The 60% Passing Threshold
A striking finding from the LongCat team's report is that the vast majority of the 26 models failed to reach the 60% mark. In many academic and professional contexts, 60% is considered the minimum threshold for a 'passing' grade. The failure of most mainstream models to meet this baseline suggests that current LLM (Large Language Model) architectures may still lack the robust logical frameworks required for consistent reasoning. This gap between current performance and the 'passing' line highlights the rigorous nature of General 365 as a evaluative standard.
Industry Impact
The introduction of General 365 by Meituan is significant for the AI industry as it establishes a more demanding yardstick for reasoning. By making the benchmark open-source, Meituan allows other developers to stress-test their models against the same 26-model baseline.

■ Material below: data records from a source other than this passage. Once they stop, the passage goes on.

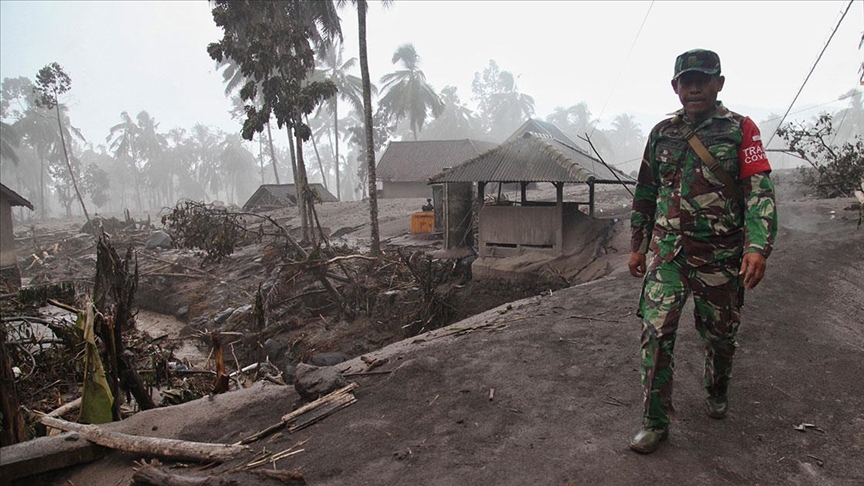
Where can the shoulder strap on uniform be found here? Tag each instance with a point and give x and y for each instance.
(709, 160)
(715, 167)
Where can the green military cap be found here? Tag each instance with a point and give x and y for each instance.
(701, 60)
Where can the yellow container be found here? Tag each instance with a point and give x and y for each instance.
(422, 222)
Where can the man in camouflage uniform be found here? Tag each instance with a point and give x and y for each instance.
(703, 236)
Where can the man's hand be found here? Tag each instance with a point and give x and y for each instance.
(637, 264)
(752, 267)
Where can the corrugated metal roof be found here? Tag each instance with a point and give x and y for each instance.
(418, 161)
(285, 194)
(14, 198)
(543, 128)
(534, 158)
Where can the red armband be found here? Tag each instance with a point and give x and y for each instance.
(751, 154)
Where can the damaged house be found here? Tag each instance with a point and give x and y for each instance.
(273, 196)
(512, 228)
(405, 167)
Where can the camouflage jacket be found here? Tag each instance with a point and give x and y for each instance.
(680, 206)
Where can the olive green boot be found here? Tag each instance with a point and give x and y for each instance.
(717, 407)
(648, 440)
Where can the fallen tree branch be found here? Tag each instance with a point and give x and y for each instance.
(65, 408)
(179, 450)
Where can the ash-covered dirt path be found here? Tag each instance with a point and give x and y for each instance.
(566, 390)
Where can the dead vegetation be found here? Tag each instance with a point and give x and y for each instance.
(269, 300)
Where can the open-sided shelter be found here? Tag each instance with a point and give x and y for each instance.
(272, 196)
(10, 275)
(405, 167)
(512, 228)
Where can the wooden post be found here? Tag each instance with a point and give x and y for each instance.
(12, 429)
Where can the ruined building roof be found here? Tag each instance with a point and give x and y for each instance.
(14, 198)
(282, 195)
(418, 161)
(534, 158)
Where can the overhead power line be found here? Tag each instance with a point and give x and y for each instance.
(811, 71)
(623, 64)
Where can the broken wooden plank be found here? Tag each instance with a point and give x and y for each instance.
(289, 417)
(308, 414)
(180, 450)
(45, 454)
(319, 413)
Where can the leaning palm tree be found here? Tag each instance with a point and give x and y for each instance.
(407, 94)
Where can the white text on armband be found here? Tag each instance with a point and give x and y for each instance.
(753, 154)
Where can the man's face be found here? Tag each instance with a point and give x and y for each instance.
(698, 93)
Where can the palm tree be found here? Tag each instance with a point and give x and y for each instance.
(123, 140)
(234, 79)
(362, 8)
(575, 121)
(849, 122)
(456, 120)
(407, 94)
(350, 89)
(508, 107)
(627, 141)
(235, 163)
(151, 147)
(39, 131)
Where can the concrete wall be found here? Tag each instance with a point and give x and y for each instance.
(405, 190)
(7, 238)
(513, 230)
(10, 277)
(458, 206)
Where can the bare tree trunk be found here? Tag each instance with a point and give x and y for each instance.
(318, 156)
(69, 164)
(42, 209)
(273, 154)
(336, 147)
(261, 157)
(299, 187)
(303, 189)
(375, 246)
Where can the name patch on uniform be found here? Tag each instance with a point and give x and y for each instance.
(754, 153)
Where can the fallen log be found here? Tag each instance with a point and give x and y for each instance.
(153, 476)
(178, 450)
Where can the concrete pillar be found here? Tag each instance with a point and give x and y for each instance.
(559, 206)
(458, 202)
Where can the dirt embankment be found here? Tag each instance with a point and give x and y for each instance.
(545, 390)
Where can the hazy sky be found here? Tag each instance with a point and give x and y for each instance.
(133, 56)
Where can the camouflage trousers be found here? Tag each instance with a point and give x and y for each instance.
(667, 287)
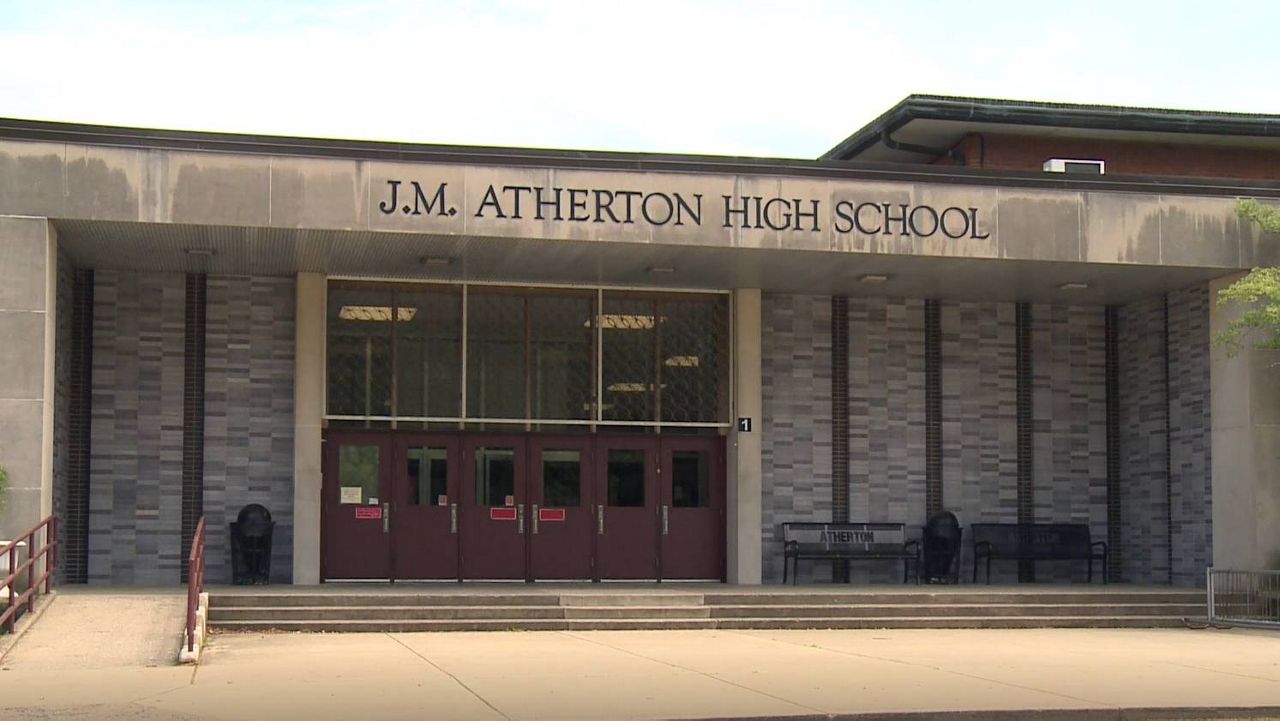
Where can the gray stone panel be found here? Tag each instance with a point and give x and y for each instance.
(1189, 438)
(886, 420)
(796, 423)
(1069, 397)
(136, 450)
(979, 421)
(1143, 407)
(248, 414)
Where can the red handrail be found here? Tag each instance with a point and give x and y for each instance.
(195, 582)
(46, 552)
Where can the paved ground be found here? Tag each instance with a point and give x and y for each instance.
(624, 675)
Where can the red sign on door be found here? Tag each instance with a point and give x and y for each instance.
(502, 514)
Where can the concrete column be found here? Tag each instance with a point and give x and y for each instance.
(745, 475)
(1246, 466)
(28, 300)
(309, 391)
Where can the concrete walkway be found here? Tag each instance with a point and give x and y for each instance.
(625, 675)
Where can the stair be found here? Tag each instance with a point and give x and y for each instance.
(720, 607)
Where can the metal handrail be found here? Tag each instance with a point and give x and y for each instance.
(46, 552)
(1243, 598)
(195, 582)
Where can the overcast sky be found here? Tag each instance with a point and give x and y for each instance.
(786, 78)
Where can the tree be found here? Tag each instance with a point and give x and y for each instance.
(1260, 290)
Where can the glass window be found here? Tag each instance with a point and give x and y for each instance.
(496, 355)
(690, 479)
(626, 478)
(694, 359)
(562, 348)
(629, 329)
(357, 474)
(360, 351)
(428, 477)
(496, 477)
(429, 352)
(562, 478)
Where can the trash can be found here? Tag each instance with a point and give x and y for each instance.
(942, 548)
(251, 546)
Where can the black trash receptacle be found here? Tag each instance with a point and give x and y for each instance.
(251, 546)
(942, 548)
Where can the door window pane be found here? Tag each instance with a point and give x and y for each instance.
(429, 352)
(357, 474)
(428, 477)
(496, 355)
(562, 478)
(360, 351)
(626, 478)
(496, 477)
(690, 479)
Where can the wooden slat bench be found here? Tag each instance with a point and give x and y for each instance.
(1036, 542)
(853, 542)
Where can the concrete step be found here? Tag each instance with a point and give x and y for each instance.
(218, 615)
(365, 625)
(631, 599)
(638, 612)
(956, 623)
(375, 599)
(864, 611)
(946, 598)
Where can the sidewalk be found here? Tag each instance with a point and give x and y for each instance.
(626, 675)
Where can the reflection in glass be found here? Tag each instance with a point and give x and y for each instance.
(562, 478)
(428, 477)
(626, 478)
(357, 469)
(360, 351)
(690, 479)
(496, 355)
(429, 352)
(496, 477)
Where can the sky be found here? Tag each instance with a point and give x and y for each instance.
(781, 80)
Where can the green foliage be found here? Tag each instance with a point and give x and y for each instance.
(1260, 290)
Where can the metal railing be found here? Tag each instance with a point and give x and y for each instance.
(195, 582)
(41, 543)
(1243, 598)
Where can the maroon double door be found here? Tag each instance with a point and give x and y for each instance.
(419, 506)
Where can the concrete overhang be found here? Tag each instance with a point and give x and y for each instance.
(277, 206)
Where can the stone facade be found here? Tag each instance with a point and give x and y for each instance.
(136, 452)
(796, 427)
(248, 414)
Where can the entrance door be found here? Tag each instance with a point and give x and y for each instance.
(356, 498)
(425, 507)
(561, 523)
(492, 503)
(626, 507)
(693, 502)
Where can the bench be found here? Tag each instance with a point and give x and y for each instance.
(1036, 542)
(851, 542)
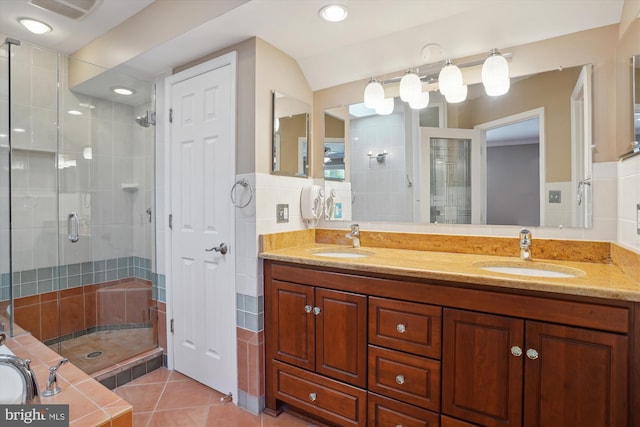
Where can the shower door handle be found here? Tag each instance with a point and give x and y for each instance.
(73, 218)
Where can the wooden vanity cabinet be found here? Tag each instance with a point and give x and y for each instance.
(505, 371)
(363, 349)
(323, 332)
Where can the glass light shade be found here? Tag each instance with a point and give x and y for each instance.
(373, 94)
(385, 107)
(495, 74)
(410, 86)
(419, 102)
(35, 26)
(459, 94)
(450, 78)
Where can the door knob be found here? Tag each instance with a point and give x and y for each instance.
(222, 248)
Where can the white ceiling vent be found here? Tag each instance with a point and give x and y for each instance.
(72, 9)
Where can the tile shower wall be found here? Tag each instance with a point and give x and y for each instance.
(379, 187)
(105, 173)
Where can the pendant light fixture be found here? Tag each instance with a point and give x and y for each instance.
(373, 94)
(410, 86)
(449, 78)
(495, 74)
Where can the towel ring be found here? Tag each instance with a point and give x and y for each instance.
(244, 184)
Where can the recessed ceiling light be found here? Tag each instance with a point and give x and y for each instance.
(123, 90)
(334, 13)
(35, 26)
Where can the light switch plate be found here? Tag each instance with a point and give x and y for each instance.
(282, 212)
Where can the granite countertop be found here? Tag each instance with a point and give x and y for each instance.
(601, 280)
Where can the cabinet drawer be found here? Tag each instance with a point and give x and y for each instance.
(405, 326)
(384, 412)
(405, 377)
(332, 400)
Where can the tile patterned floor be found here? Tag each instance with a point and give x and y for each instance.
(165, 398)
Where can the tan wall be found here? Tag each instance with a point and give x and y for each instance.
(601, 47)
(245, 91)
(551, 91)
(275, 71)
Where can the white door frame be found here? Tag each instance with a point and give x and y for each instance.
(229, 59)
(515, 118)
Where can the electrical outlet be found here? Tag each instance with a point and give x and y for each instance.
(282, 212)
(555, 196)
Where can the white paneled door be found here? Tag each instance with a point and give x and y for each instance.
(202, 138)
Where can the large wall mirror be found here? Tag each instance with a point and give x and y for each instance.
(523, 158)
(635, 87)
(290, 143)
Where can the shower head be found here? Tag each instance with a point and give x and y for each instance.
(148, 119)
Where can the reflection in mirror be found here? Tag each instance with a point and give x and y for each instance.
(337, 190)
(290, 147)
(635, 97)
(523, 158)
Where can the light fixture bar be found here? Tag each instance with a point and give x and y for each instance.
(433, 69)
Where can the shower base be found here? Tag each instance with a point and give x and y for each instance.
(102, 351)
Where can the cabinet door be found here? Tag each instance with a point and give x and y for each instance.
(481, 378)
(575, 377)
(292, 321)
(341, 336)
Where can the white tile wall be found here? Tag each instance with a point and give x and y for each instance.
(628, 198)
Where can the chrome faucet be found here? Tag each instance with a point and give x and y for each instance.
(52, 381)
(30, 393)
(354, 235)
(525, 245)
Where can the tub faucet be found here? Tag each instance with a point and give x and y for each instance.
(525, 245)
(30, 393)
(354, 235)
(52, 381)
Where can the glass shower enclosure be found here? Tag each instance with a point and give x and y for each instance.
(77, 193)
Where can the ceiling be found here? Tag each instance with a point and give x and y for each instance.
(379, 36)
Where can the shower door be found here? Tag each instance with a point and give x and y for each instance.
(452, 184)
(78, 174)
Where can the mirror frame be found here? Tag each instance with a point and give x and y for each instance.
(635, 103)
(307, 136)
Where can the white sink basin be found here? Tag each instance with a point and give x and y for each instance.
(11, 382)
(342, 253)
(530, 269)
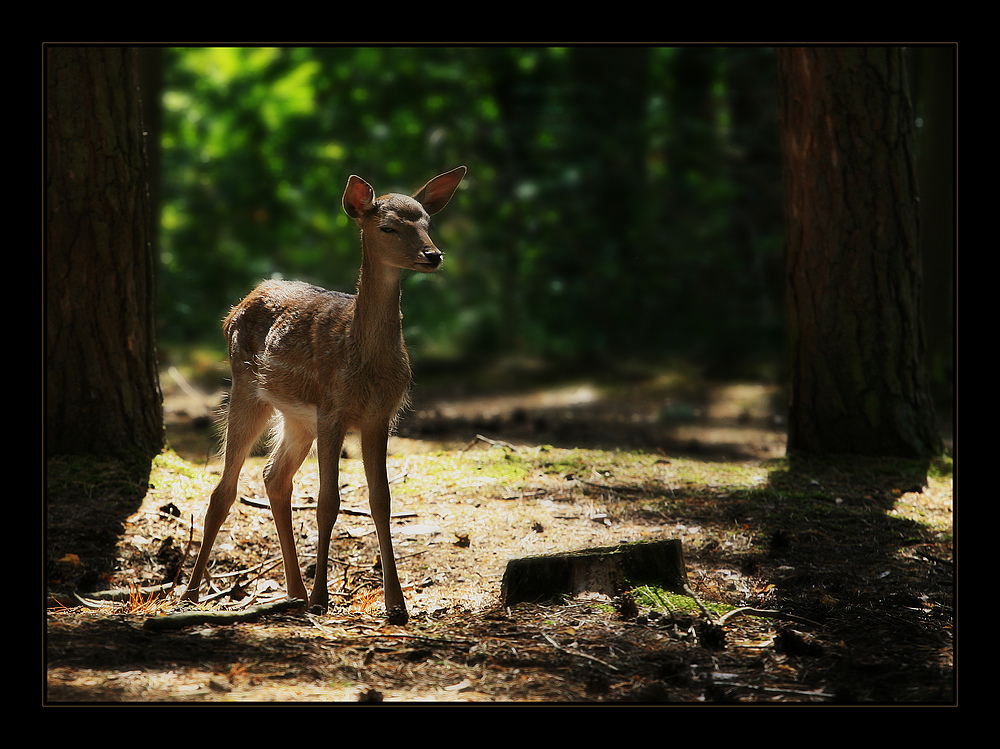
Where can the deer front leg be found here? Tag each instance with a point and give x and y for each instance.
(329, 443)
(373, 451)
(296, 440)
(246, 419)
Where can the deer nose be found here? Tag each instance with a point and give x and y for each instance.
(433, 256)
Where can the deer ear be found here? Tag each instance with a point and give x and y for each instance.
(358, 197)
(435, 194)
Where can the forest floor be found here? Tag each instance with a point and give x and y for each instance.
(852, 558)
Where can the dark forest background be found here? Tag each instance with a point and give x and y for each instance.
(622, 203)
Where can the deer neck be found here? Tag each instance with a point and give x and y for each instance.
(377, 327)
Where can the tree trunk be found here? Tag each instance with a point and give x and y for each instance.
(102, 392)
(858, 381)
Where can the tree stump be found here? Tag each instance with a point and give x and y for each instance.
(608, 569)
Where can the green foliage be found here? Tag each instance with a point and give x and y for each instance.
(620, 201)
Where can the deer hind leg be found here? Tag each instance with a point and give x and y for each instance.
(294, 444)
(247, 417)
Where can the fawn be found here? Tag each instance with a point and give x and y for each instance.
(326, 362)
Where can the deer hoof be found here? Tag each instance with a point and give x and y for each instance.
(398, 615)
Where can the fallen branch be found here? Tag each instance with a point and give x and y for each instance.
(487, 440)
(766, 613)
(192, 618)
(557, 646)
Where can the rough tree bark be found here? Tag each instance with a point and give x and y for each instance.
(858, 380)
(102, 392)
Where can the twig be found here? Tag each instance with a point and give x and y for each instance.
(767, 613)
(557, 646)
(704, 609)
(487, 440)
(190, 618)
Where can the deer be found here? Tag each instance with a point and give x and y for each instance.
(316, 364)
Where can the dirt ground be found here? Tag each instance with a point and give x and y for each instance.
(853, 560)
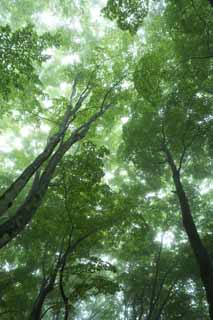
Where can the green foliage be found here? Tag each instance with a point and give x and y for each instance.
(111, 198)
(129, 15)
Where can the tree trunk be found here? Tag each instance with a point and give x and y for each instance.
(26, 211)
(202, 257)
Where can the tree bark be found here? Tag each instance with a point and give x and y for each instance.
(202, 257)
(26, 211)
(7, 198)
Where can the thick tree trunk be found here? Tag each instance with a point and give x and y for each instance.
(37, 307)
(202, 257)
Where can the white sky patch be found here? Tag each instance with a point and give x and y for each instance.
(49, 19)
(95, 13)
(125, 84)
(123, 172)
(64, 86)
(72, 58)
(108, 176)
(49, 51)
(26, 131)
(5, 145)
(9, 164)
(17, 143)
(167, 237)
(124, 120)
(75, 24)
(205, 186)
(45, 128)
(47, 103)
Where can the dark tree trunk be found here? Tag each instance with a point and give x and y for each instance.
(202, 257)
(28, 208)
(44, 291)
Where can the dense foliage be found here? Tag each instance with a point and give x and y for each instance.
(106, 156)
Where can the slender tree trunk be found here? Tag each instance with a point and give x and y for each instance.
(202, 257)
(26, 211)
(44, 291)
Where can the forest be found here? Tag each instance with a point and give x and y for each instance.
(106, 152)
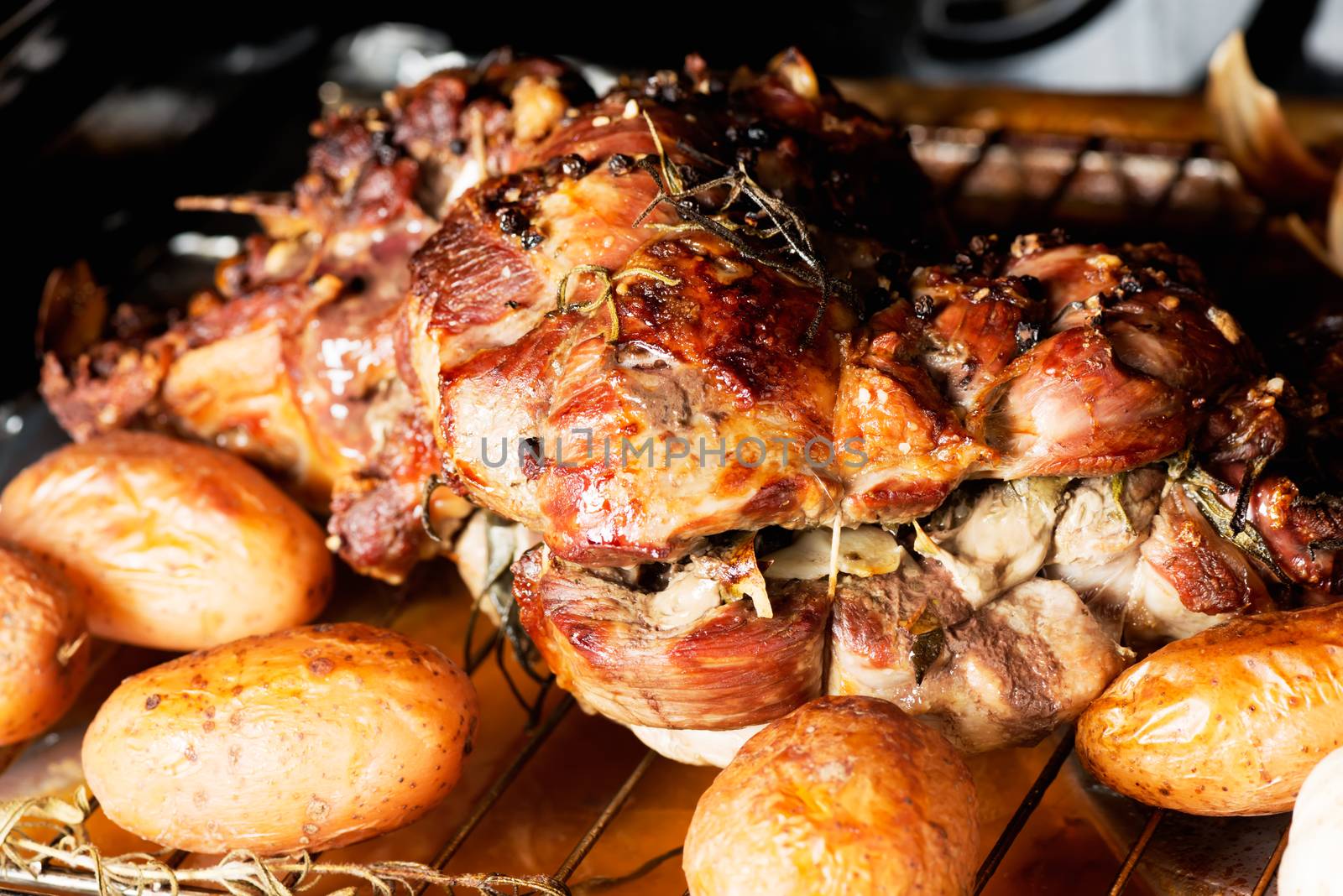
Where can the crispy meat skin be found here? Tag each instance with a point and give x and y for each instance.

This could lead to a shift in development priorities, moving away from general knowledge retrieval and toward the enhancement of internal logic and multi-step reasoning. As models strive to exceed the 62.8% mark set by Gemini 3 Pro, General 365 will likely become a key reference point for future iterations of large language models.
Frequently Asked Questions
Question: What is the significance of the 62.8% score achieved by Gemini 3 Pro?
Within the context of the General 365 benchmark, 62.8% represents the highest accuracy among 26 mainstream models. While it leads the field, the score suggests that even top-tier AI models face difficulty with the reasoning tasks included in this specific evaluation.
Question: Why did most models fail to reach the 60% mark on General 365?
The failure of the majority of models to reach 60% indicates that the General 365 benchmark is designed with a high level of difficulty that targets the weaknesses in current AI reasoning capabilities, setting a new and more difficult standard for the industry.
Question: Is General 365 available for public use?
Yes, the Meituan LongCat team has officially open-sourced General 365, allowing the broader technology community to use it for evaluating and improving AI model reasoning.